Fig3.6 reconstruction result robustness by Goesele, Curless, and Seitz [80] The top line shows a reference example of the left image, and a confidence threshold depth right two different depth reconstructed FIG. When the depth estimation confidence estimate is below the threshold, the pixel is discarded. Threshold left depth map more stringent (higher), therefore, less noise but observed more holes. Note that the depth map is usually estimated by the depth converter which converts an image visualized as a valid image intensity values. However, in this figure, the depth map is visualized as a shadow polygon model, which is obtained by a simple fusion volume of a [52] (see Section 3.3). Image data set consisting of 24, 24 they reconstructed image depth maps, which are then combined into a polygon of the same fusion model, results are shown in the bottom line. A single depth map is very noisy, comprising many holes, but merging model becomes cleaner, and exhibit fewer reconstruction hole. Effect of the number of input image reconstruction quality is shown in Figure 3.7. Has more than 300 images, temples model becomes complete, and dinosaur models still have some holes even texture, the photo conformity assessment more challenging.
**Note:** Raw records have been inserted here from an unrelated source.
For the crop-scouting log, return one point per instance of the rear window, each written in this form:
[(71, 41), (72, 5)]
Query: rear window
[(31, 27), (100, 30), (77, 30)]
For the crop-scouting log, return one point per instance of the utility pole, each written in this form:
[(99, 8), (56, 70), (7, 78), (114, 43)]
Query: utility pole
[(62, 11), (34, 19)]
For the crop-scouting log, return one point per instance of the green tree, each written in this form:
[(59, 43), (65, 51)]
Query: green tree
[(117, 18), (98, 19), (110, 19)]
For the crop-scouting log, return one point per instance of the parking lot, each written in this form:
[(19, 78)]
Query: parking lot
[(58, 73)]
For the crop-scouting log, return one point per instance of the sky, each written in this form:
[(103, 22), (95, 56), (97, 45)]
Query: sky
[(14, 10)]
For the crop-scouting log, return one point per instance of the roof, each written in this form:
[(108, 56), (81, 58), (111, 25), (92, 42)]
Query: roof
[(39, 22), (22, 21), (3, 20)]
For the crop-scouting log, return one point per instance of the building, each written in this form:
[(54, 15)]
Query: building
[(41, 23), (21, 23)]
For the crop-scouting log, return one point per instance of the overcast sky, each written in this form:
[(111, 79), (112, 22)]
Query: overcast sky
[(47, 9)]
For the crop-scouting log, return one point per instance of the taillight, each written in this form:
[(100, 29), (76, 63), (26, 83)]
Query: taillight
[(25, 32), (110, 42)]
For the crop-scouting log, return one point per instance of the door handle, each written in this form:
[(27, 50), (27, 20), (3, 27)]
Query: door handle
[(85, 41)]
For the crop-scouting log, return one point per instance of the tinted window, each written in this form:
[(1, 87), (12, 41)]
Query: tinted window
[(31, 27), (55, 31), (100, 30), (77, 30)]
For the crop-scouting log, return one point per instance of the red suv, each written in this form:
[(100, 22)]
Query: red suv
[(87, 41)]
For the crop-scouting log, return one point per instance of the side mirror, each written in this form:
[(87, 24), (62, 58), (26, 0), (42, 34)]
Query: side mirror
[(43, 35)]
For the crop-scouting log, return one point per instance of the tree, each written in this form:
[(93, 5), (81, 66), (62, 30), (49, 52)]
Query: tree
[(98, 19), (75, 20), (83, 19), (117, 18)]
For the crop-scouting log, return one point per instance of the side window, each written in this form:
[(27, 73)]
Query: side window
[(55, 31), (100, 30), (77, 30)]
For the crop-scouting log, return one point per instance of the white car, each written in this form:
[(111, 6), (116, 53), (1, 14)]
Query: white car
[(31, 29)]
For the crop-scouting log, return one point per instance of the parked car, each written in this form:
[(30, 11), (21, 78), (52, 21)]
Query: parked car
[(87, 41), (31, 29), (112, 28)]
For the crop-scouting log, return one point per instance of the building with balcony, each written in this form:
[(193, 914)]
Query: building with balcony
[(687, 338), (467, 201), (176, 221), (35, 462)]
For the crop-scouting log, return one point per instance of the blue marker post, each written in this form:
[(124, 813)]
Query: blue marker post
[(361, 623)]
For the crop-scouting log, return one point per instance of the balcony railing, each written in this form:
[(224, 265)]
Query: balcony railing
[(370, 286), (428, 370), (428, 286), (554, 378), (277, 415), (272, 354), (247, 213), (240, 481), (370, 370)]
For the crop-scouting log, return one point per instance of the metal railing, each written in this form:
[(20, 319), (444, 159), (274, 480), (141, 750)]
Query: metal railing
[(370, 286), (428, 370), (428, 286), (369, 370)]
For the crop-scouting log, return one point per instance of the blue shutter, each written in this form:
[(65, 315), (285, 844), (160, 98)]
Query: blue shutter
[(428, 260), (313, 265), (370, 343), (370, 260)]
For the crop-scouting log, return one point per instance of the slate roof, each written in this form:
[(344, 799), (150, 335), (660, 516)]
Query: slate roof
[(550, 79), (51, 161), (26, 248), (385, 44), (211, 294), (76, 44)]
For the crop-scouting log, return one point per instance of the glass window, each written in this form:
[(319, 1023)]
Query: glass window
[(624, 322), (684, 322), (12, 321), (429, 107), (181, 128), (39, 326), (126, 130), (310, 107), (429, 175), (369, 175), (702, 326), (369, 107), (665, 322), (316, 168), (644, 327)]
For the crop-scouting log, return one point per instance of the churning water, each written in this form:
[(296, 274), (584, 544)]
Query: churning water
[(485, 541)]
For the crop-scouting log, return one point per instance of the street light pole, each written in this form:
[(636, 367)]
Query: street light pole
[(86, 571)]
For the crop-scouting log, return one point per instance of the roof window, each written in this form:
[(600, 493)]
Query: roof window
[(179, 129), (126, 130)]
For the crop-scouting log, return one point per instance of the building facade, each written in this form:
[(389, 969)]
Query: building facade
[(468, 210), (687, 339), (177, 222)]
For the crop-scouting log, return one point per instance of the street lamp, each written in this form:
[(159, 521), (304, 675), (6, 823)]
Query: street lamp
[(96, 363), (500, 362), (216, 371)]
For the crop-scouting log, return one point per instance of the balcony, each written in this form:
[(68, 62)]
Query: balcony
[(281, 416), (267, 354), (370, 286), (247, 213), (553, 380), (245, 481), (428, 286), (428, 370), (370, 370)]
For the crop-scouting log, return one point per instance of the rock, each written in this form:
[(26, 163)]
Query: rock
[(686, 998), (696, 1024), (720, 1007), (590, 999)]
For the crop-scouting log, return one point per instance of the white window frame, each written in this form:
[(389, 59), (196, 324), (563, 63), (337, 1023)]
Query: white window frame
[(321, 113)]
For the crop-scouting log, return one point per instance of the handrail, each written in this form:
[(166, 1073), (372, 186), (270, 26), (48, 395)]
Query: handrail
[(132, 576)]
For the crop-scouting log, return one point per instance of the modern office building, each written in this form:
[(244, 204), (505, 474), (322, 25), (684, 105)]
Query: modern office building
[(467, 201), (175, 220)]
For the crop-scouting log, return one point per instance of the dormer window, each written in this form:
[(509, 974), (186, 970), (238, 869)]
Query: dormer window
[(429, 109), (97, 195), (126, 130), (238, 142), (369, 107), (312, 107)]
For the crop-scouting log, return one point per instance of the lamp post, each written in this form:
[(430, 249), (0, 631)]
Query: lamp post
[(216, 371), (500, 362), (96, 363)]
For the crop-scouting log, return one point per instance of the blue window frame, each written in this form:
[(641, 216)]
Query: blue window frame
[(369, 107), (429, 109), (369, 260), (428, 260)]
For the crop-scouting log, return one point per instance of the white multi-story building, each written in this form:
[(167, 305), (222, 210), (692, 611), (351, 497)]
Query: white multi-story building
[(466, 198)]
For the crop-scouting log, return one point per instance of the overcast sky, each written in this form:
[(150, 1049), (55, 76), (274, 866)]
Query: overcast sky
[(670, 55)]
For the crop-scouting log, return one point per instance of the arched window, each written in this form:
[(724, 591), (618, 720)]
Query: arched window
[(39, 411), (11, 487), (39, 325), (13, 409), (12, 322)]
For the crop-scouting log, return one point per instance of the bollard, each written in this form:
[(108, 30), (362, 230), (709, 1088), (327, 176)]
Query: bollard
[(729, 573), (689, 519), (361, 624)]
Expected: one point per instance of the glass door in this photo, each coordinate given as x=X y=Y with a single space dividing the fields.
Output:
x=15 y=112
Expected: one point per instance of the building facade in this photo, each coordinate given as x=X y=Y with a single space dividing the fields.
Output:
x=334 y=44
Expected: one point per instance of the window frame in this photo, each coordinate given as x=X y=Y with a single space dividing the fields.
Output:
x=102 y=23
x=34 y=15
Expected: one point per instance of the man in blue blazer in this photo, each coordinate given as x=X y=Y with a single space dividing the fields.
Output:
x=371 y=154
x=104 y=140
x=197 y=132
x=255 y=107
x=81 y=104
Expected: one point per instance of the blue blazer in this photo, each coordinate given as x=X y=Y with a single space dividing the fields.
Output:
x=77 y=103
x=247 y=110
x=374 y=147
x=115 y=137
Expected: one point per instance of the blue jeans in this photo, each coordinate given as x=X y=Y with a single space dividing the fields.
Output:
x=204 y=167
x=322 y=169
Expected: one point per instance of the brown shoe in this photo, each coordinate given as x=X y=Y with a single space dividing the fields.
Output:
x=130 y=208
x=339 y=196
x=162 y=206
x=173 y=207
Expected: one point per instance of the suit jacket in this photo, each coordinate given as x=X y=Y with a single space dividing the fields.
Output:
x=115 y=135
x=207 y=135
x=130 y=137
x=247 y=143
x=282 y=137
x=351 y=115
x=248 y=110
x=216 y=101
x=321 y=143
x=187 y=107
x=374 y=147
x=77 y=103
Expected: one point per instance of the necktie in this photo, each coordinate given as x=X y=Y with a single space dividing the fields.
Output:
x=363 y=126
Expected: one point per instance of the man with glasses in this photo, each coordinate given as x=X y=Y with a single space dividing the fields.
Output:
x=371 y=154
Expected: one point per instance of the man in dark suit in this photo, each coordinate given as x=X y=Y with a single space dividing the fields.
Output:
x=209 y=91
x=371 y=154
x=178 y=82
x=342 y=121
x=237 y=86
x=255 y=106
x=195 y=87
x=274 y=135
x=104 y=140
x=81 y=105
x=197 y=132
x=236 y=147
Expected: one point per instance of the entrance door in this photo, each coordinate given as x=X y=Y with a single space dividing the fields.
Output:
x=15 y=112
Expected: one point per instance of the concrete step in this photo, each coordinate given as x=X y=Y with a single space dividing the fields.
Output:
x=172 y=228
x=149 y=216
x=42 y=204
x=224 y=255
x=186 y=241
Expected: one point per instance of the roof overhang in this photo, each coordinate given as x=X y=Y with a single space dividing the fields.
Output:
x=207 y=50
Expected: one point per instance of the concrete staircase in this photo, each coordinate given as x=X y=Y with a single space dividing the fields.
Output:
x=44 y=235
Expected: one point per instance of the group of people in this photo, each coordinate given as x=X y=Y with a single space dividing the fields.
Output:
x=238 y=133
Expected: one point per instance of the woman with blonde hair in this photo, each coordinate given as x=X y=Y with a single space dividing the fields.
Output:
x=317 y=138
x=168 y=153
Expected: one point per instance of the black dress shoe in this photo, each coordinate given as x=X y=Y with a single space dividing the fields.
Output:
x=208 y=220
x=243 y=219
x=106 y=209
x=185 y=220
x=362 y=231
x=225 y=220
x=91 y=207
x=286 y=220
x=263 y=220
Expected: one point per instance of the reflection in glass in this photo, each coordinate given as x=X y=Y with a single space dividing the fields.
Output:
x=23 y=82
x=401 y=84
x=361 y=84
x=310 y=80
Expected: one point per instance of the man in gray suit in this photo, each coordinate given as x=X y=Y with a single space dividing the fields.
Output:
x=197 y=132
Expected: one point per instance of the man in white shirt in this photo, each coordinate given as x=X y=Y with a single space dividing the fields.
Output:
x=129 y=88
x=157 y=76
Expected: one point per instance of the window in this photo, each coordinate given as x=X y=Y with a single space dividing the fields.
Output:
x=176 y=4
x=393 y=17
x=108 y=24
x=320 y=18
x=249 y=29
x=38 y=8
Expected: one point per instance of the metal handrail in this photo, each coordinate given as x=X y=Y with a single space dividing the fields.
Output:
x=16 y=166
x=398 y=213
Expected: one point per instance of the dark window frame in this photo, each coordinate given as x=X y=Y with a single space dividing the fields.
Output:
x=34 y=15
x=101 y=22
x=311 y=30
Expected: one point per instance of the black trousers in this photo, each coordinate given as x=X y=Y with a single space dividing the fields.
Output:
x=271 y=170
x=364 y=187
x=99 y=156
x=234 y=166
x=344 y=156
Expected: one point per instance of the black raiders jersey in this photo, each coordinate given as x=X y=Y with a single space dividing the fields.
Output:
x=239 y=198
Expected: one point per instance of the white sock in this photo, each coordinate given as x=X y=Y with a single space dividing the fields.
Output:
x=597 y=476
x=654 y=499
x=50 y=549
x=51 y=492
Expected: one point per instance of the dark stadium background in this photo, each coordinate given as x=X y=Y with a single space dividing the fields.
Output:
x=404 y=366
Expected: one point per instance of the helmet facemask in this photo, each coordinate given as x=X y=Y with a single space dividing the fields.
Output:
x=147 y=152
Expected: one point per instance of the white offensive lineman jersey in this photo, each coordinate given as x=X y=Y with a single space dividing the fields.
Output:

3.1.3 MRF depth map (MRF Depthmaps)

Although it is shown in the above a robust image coherence function, but in special cases the consistency curve peak image may not match the actual depth. As in the case of severe occlusion presence, in most cases there may not match the corresponding image. Standard solution of these problems are: mandatory use of spatial consistency in adjacent pixels with similar depth value assumptions, which Markov random field (MRF) was very successful for solving this task. FIG depth MRF formula [120] can be regarded as a combination optimization problem, wherein the input depth values is discretized into a set of limited depth range. The problem is then focused on the label to each pixel p a deep tags disposed KP , while minimizing the loss function

avatar

The first formula is a summation of all pixels in the image are summed, and the second is on all the adjacent pixels, the adjacent pixels can be denoted as N , the adjacent pixels can be divided into those 4- neighbor and neighbor 8- the former is in a horizontal, vertical adjacent pixels; which contains diagonally adjacent pixels. 4 neighborhood system with fewer and easier interaction term, but may be more discrete impact. Discussed next lower potentials unary Phi (.) And Interaction potentials pairwise PSI (.,.)

*** unary potentials ***
one yuan loss function label image consistency loss reaction, it is inversely proportional to the consistency of the image. Defining a function of the cell loss vary. If the range [-1,1] of NCC as a function of the consistency of image monohydric linear loss may be defined as shown below truncation loss function:

avatar

Where: [tau] U value cutoff threshold. Any robust function such as: or cauchy Huber loss function may be, as a function of cell loss.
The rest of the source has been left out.